Applying the point tracker to the image of the agent at the second time step to generate a predicted position of the one or more target points in the image, and

Based at least on a distance between the predicted position of the one or more target points in the image and the predicted position from the point tracking data of the one or more target points in the subsequent image, it is determined whether to update the target image to the subsequent image and a new target predicted position is selected for each of the target points.

11. The method of any preceding claim, wherein determining a plurality of relevant points of the task segment using the point tracking data of the task segment for each task segment comprises:

determining related objects being manipulated during the task segment using the point tracking data, and

A point on the related object being manipulated is selected as the plurality of related points.

12. The method of any preceding claim, wherein determining a plurality of relevant points of the task segment using the point tracking data of the task segment for each task segment comprises:

selecting one or more points as initial correlation points based at least on (i) a proximity of the one or more points to each other at a last image in the task segment in each of the sequence of presentation images according to the point tracking data and (ii) a degree of stationarity of the one or more points during the task segment according to the point tracking data, and

The initial correlation point is used to generate the correlation point.

13. The method of claim 12, wherein selecting one or more points as initial correlation points comprises selecting the one or more points based at least on (i) a proximity of the one or more points to each other at a last image in the task segments in each of the sequence of presentation images according to the point tracking data, (ii) a degree of quiescence of the one or more points during the task segments according to the point tracking data, and (iii) whether the one or more points are visible at the last image in the task segments in each of the sequence of presentation images according to the point tracking data.

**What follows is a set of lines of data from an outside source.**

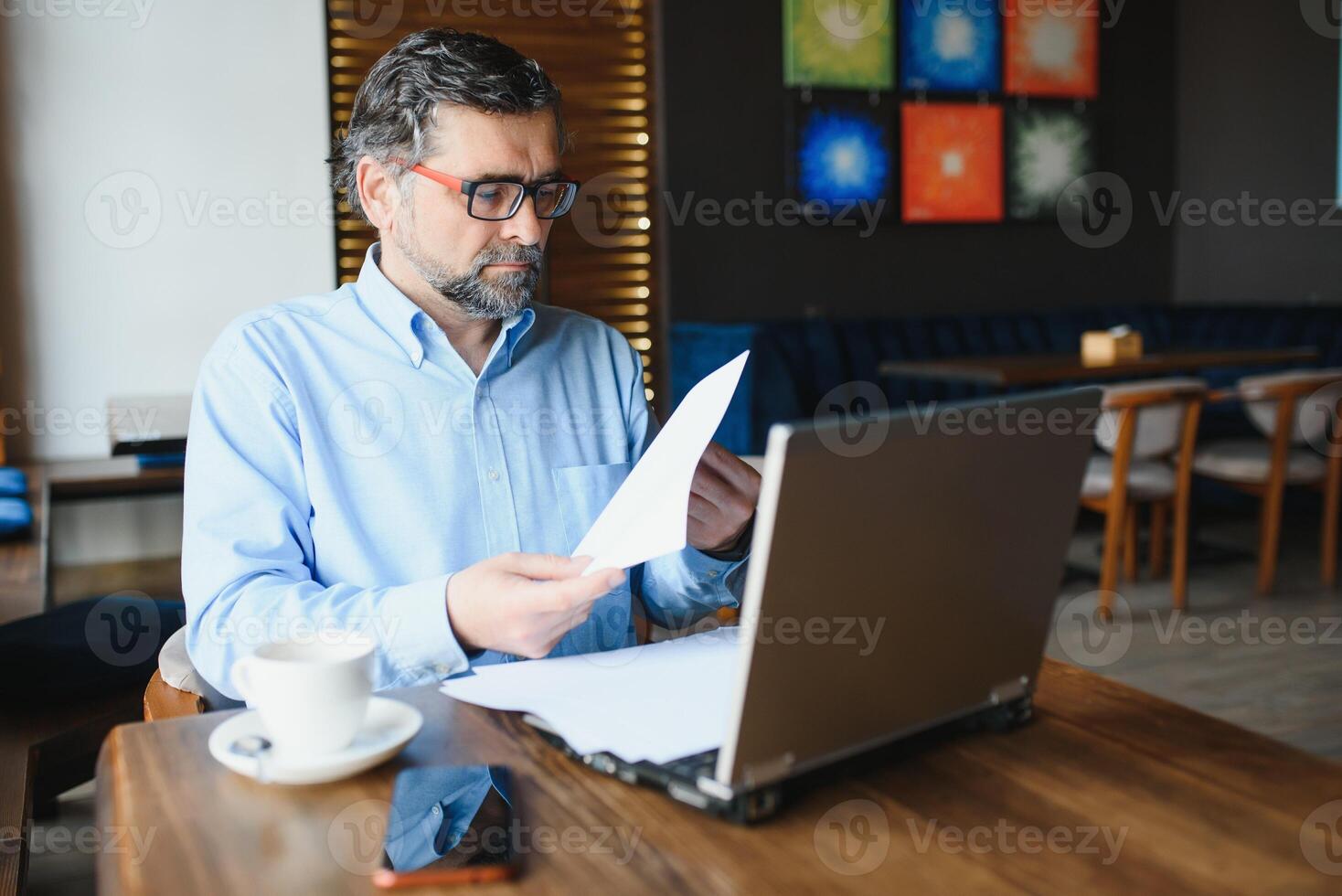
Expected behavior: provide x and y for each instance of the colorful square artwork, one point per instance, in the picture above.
(953, 163)
(845, 153)
(839, 43)
(1047, 149)
(1052, 48)
(951, 46)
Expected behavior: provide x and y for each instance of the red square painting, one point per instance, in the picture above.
(952, 163)
(1052, 48)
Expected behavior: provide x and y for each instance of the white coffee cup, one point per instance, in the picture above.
(312, 697)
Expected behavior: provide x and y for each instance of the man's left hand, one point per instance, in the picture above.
(722, 499)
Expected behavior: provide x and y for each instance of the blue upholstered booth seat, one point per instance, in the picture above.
(15, 518)
(794, 362)
(14, 483)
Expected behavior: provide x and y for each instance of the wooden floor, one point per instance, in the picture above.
(1232, 655)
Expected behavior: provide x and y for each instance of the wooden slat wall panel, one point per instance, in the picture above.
(602, 60)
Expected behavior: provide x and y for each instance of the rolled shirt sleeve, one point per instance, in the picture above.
(247, 550)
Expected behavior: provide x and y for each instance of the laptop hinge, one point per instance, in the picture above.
(1008, 691)
(716, 787)
(769, 770)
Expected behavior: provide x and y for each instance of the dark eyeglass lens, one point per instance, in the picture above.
(555, 198)
(494, 201)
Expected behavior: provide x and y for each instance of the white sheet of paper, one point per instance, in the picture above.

14. The method of claim 12 or 13, wherein generating the correlation point using the initial correlation point comprises:

clustering the plurality of points using the point tracking data to determine a plurality of clusters, and

The clusters and the initial correlation points are used to select the correlation points.

15. The method of any preceding claim, wherein the point tracker is a neural network-based point tracker configured to, for each of the plurality of points:

Extracting query features of the points;

Generating a respective initial point tracking prediction for the point in each of the images in the task segment using the query feature for the point and a respective visual feature for each of a plurality of spatial locations in the images in the task segment, and

The respective initial point tracking predictions are refined using a time refinement sub-network to generate the point tracking data.

16. The method of claim 15, wherein the temporal refinement sub-network applies causal temporal convolution to refine the respective initial point tracking predictions for the points.

17. A system comprising one or more computers and one or more storage devices storing instructions that, when executed by the one or more computers, cause the one or more computers to perform the operations of the respective method of any one of claims 1 to 16.

18. One or more computer storage media storing instructions that, when executed by one or more computers, cause the one or more computers to perform the operations of the respective method of any one of claims 1 to 16.